HP's multi-stage breakup over the last couple of years -- comprising not only a late-2015 PC/printing split, but also the spinoff of HP Enterprise's large Enterprises Services arm and a pending deal to spin off many of its software assets -- highlights both the potential and costs of an IBM breakup. The PC/printing unit, now known as HP Inc. (HPQ) , has seen its shares rise over 35% since splitting from the rest of HP, as its management team has driven both PC and printing share gains without badly sacrificing margins.

On the other hand, HPE is trading close to where it did at the time of the breakup. Any enthusiasm over HPE's spinoffs, and its related attempt to focus more strongly on enterprise hardware, has been offset by worries about continued server and storage sales declines amid major secular pressures.

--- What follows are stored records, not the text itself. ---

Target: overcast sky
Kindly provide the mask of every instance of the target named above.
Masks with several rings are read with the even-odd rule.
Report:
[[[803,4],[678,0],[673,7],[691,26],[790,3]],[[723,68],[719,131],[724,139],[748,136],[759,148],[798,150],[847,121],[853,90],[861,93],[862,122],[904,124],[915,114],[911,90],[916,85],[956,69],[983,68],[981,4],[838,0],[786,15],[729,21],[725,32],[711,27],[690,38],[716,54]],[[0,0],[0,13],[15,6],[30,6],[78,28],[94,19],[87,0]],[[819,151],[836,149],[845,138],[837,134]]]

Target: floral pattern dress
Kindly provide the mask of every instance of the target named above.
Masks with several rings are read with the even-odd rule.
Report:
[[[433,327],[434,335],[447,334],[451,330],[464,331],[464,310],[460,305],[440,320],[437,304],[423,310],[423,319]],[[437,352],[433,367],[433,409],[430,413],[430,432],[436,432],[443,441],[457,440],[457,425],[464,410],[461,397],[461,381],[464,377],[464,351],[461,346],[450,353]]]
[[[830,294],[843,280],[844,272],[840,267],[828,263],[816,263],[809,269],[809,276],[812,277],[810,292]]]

One compromise solution for IBM would be to explore asset sales and spinoffs for select businesses that carry low margins, face major long-term challenges and/or have limited synergies with the rest of the company. It would also make sense to look at businesses whose divestiture would free management to focus on differentiated software and services businesses, while possibly opening the door to new partnerships.

IBM's app outsourcing and database businesses are among the possibilities here. The long-struggling Systems (hardware) unit, which might do better under dedicated management ready to make big acquisitions to fill product holes, is another.

Others might disagree about the merits of unloading such businesses, and even moreso about a large-scale breakup. And they certainly would have some arguments to back up their views.

Regardless, at this point, those arguing that the status quo can't go on have some pretty strong talking points as well. If IBM's shares continue performing the way they have in recent years, look for calls for a major business overhaul -- including possibly from activist investors -- to grow markedly.

IBM's shares fell 0.7% to $146 by Monday's close.